Li todos os livros possíveis, encontrei-me com imensos "coletes amarelos" e até mesmo usei algumas das suas palavras no filme... obviamente com a respetiva e devida autorização. É um movimento estranho porque não existe um líder concreto e está constantemente a desenvolver-se, mas senti-me, contudo, sensibilizada com as suas vidas. França é um país com uma tradição revolucionária, temos a vontade de rebelar-nos contra o que consideramos injusto na sociedade. Infelizmente, ninguém quer ouvir os “coletes amarelos” e os que estão dispostos a isso são os movimentos de extrema-direita e isso é uma pena. Muitos, que estão atualmente “enfiados” nos escritórios, poderiam ter a decência de ouvir os que eles têm para dizer e defender.

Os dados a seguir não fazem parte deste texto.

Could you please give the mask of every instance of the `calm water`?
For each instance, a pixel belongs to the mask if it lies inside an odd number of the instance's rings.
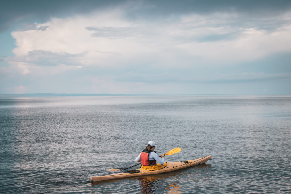
[[[0,191],[7,193],[291,192],[291,96],[0,98]],[[167,161],[205,165],[104,182],[152,140]],[[133,168],[133,169],[134,169]]]

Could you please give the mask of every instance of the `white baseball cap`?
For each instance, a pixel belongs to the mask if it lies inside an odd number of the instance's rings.
[[[155,143],[155,142],[153,141],[150,141],[148,142],[148,144],[150,144],[151,147],[153,147],[154,146],[156,146],[157,147],[157,145],[156,145],[156,143]]]

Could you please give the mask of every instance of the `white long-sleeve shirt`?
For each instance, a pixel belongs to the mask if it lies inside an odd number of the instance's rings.
[[[138,156],[136,157],[136,158],[135,159],[135,161],[137,162],[140,162],[141,160],[141,152],[140,153],[139,155]],[[159,156],[158,156],[158,154],[157,154],[157,153],[154,152],[150,152],[150,154],[149,154],[148,156],[148,159],[150,160],[155,160],[159,164],[161,165],[163,165],[164,164],[164,162],[165,162],[165,158],[162,158],[162,159],[160,159],[159,157]]]

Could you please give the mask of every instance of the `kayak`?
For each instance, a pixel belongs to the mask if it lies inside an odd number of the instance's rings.
[[[212,155],[210,155],[198,159],[188,160],[187,161],[167,162],[166,163],[167,166],[164,168],[153,171],[142,169],[137,169],[133,170],[127,171],[124,172],[119,172],[111,175],[103,175],[97,177],[91,177],[90,178],[92,182],[96,182],[111,179],[121,179],[164,173],[204,163],[210,159],[212,156]]]

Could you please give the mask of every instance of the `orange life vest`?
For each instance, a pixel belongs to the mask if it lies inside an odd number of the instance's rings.
[[[146,150],[144,149],[141,153],[141,165],[143,166],[151,166],[157,163],[157,161],[155,160],[150,160],[149,156],[150,153],[151,152],[153,152],[156,153],[155,151],[152,150]]]

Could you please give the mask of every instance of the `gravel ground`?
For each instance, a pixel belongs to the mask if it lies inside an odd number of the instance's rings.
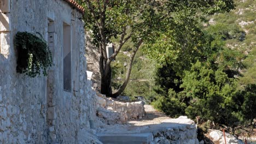
[[[134,126],[143,126],[149,124],[159,124],[166,119],[171,118],[167,117],[165,113],[158,111],[150,105],[144,105],[146,115],[141,119],[130,121],[128,123]]]

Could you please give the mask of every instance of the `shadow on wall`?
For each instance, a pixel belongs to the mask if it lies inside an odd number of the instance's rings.
[[[101,74],[100,71],[100,56],[98,47],[94,45],[92,39],[88,34],[86,35],[86,57],[87,70],[92,71],[91,81],[94,89],[100,90]]]

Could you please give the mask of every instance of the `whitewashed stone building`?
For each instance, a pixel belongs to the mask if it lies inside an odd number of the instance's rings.
[[[0,143],[97,143],[83,12],[73,0],[0,1]],[[17,73],[18,32],[48,41],[48,77]]]

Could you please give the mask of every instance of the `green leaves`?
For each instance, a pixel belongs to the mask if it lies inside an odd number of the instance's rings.
[[[18,50],[16,70],[34,77],[43,74],[47,75],[47,68],[51,66],[51,53],[45,41],[34,34],[18,32],[15,38],[15,46]]]

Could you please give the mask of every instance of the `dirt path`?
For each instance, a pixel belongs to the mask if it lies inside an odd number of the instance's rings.
[[[165,113],[158,111],[150,105],[145,105],[144,107],[146,112],[146,116],[141,119],[130,121],[128,122],[129,124],[135,126],[159,124],[164,119],[171,118],[167,117]]]

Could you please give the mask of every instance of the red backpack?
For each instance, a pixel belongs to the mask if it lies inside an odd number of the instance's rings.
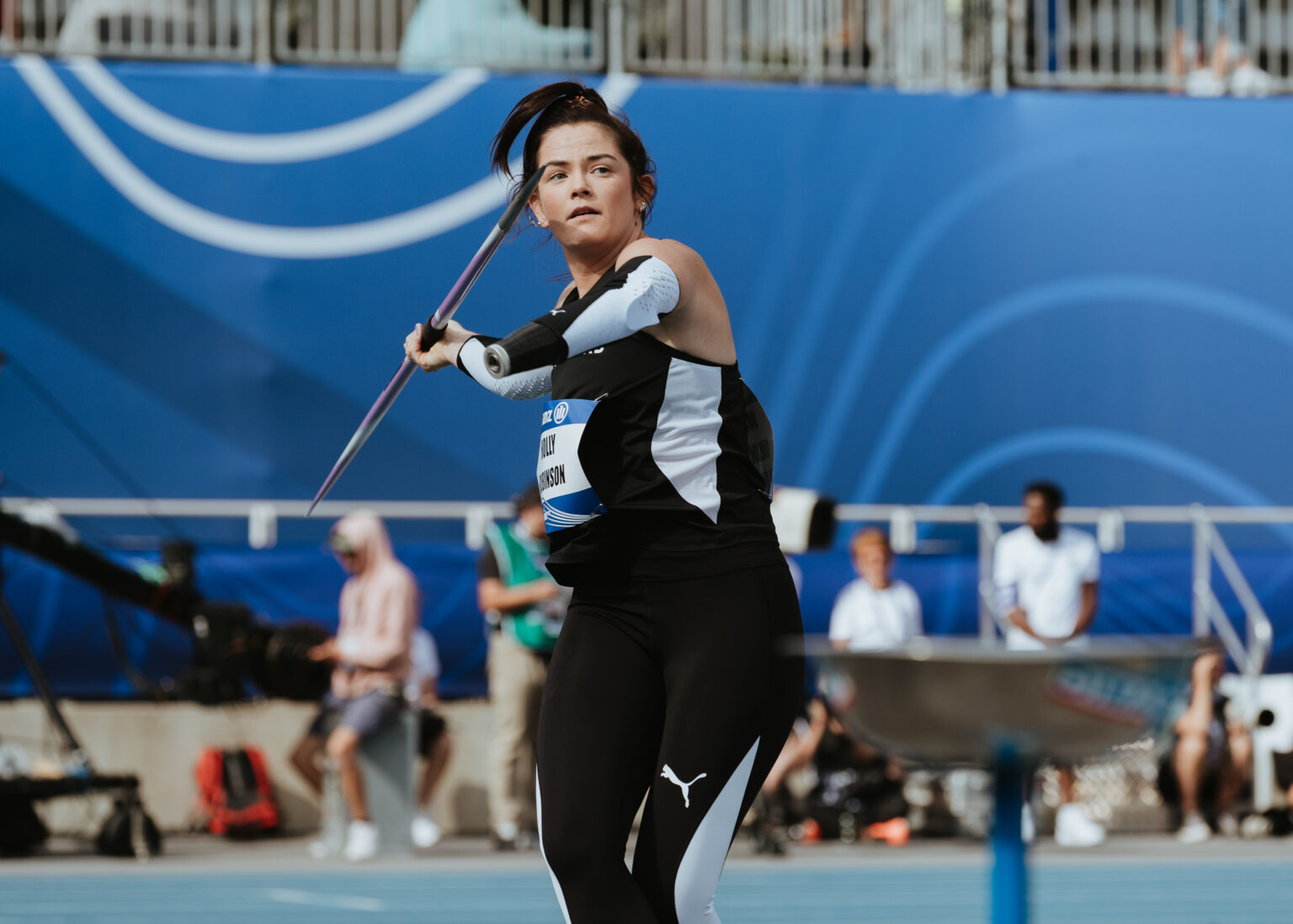
[[[278,805],[257,748],[207,748],[193,773],[211,833],[256,837],[278,830]]]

Quanto aos profissionais de saúde, mais especificamente os enfermeiros, abordou-os com um distinto heroísmo em todo aquele caos.
Há dois heróis que considero neste filme: o da personagem do colete amarelo - o sacrifício – porque o seu “ganha-pão”, o seu corpo, é completamente danificado no final; e a a enfermeira Kim, que se assume como a última imagem de “La Fracture”. Nesse sentido, queria homenagear os profissionais de saúde, os seus sacrifícios e a tremenda força conseguida perante os escassos meios.
Foi por isso que escolheu uma não-atriz para o papel de Kim?
Não foi bem uma escolha, porque inicialmente pensava numa atriz para o papel de Kim. Só que, durante os dois dias de trabalho de campo no hospital, fiquei a conhecer Aïssatou Diallo Sagna e percebi quão a grande mais-valia ela seria para o enredo. Ela trouxe uma carga dramática necessária e, vendo hoje, é indispensável ao filme.